Мои распухшие, заплаканные от укусов и бессилия глаза отказывались считывать картографию. Оттого я шёл практически наугад, чувствуя вспотевшей спиной холодок наступающего вечера.

Наверное, Бог услышал мой молитвенный экспромт и пожалел несчастного пилигрима. Иначе как объяснить появление спасительной телеги в тот самый момент, когда моё тело привалилось к упавшему вдоль дороги дереву, не имея больше сил ни идти, ни плакать.

– Садись, родной! – услышал я хриплый человеческий голос и скрип притормаживающей старой телеги. – Эка тебя! – весело прибавил старичок-возница. – Ничего, в нашей торфяной водице купнёшься – враз полегчает!

Чувствуя себя наполовину спасённым, я поглядел на возницу. Меня озадачила его лёгкая открытая рубашка.

– А вы что, комаров не боитесь? – спросил я.

– Не-е, они своих не жалют! – ответил возница и, узнав, что мне надобно в Колосово, переспросил: – А табе там кого?

Я ответил, что иду до Ефросинии Макаровны, а приехал из Москвы, на несколько дней.

– Эх, Фросиния, радость-то наша… Помёрла она, поди, скоро год будет, как помёрла, – вздохнул старик, потом обернулся ко мне и сказал: – Так это табе она всё письма писала? Три напишет – одно отправит. Я ей говорю: «Ты чего бумагу-то портишь зазря?» А она мне: «Да я для себя пишу, так на душе легче, а в Москву шлю, чтоб не забывал. Хоть и городской, душа у него живая, родниковая!» Прям так и сказала: «родниковая». – Старик на минуту замолчал, видимо что-то соображая в уме. Потом оживился: – А хошь, поживи в ейном доме, я-то за ним уж год как приглядываю.

Телега въехала в старую, полуразвалившуюся деревню. Домишки напоминали танки, подбитые в захлебнувшейся восторженной атаке. Печные трубы, как жерла танковых орудий, то тут, то там торчали из расштопанной бревенчатой брони. Посеребрённые временем венцы вросли в землю и медленно умирали, безнадёжно цепляясь друг за друга.

– Приехали, – возница не по-стариковски легко спрыгнул с телеги, – заходи!

Я вошёл в полутёмную, освещённую багровым солнцем горницу.

– Вот тута она и жила, – старичок затеплил лампаду. – Света нет, почто он теперь. Располагайся, а я пойду. Если что, вона мои окна, супротив.

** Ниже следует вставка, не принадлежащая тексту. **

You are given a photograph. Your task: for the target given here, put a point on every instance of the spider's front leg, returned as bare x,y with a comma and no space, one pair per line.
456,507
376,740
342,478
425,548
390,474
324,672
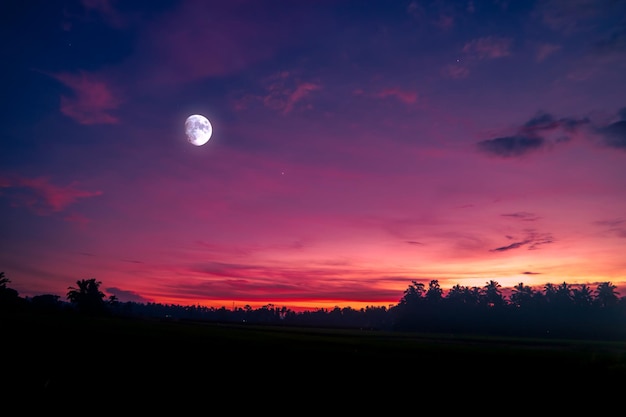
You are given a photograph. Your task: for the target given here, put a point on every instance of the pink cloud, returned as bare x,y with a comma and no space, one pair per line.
43,197
488,47
92,99
545,50
455,71
405,96
282,93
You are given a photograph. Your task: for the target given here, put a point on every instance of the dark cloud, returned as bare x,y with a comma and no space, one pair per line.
522,215
614,226
509,247
532,242
614,135
530,135
511,146
126,296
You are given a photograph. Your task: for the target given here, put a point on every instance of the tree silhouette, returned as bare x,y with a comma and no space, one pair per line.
9,298
87,296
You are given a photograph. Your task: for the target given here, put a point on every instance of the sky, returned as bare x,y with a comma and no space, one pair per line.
357,146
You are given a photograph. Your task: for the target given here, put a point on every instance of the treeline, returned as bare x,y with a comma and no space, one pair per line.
554,311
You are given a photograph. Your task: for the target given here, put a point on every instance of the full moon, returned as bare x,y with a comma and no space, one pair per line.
198,129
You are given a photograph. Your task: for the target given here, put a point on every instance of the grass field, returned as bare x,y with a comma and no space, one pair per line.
51,357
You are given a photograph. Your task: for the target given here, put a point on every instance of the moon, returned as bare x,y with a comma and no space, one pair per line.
198,129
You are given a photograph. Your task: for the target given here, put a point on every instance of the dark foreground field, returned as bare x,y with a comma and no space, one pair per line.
51,359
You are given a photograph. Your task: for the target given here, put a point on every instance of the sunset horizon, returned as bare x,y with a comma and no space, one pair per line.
345,150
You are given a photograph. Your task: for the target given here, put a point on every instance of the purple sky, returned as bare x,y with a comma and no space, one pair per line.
357,146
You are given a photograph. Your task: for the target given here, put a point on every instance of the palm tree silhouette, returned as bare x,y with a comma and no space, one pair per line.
87,296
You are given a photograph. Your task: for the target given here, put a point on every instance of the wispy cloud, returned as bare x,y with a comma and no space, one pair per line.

Он вышел. Я остался наедине с памятью о Ефросинии Макаровне, былой хозяйке скромного деревенского пятистенка.

В сенях обнаружилось полное до краёв ведро с водой. «Ужели так и стои́т? – подумал я. – Может, Ефросинюшка воду-то для меня набрала?» Заметив, как мой язык стал, вторя старику, «то-окать», я усмехнулся и сунул голову целиком в ведро. Вода с шумом брызнула за края, обмочив одежду. Действительно, зуд от укусов быстро успокоился, и ко мне вернулось приподнятое любопытное расположение духа. Я распечатал сумки и не торопясь накрыл стол. Как путник после долгого подъёма в гору ощущает великолепие вершины, так и мой дух, одолев дорожные неурядицы, отделился от немощной плоти и блаженствовал, глядя на предстоящий нехитрый ужин.

Утолив голод, я разрешил себе осмотреть Фросино жилище. На подзеркальнике нашёл среди каких-то пузырьков множество листов старой бумаги, исписанных крупным ломаным почерком. Это были те самые неотправленные письма, о которых говорил старик. Сердце моё сжалось от мысли, что Фросину тайну я вот так запросто разглядываю, отнимая «право собственности» у смертельного забвения. Верно ли?

Вскоре глаза мои стали слипаться. Не раздеваясь я повалился на старый пружинистый диван и уснул, накрывшись голубым Фросиным пледом.


Наутро меня разбудил старик. Он сидел за столом и разливал из чайника по кружкам кипяток. «Ну, будись, Ляксей, рыбалку ты ужо проспал, а на могилку Ефросинии свожу», – сказал он, прикусывая единственным зубом большой кусок сахара.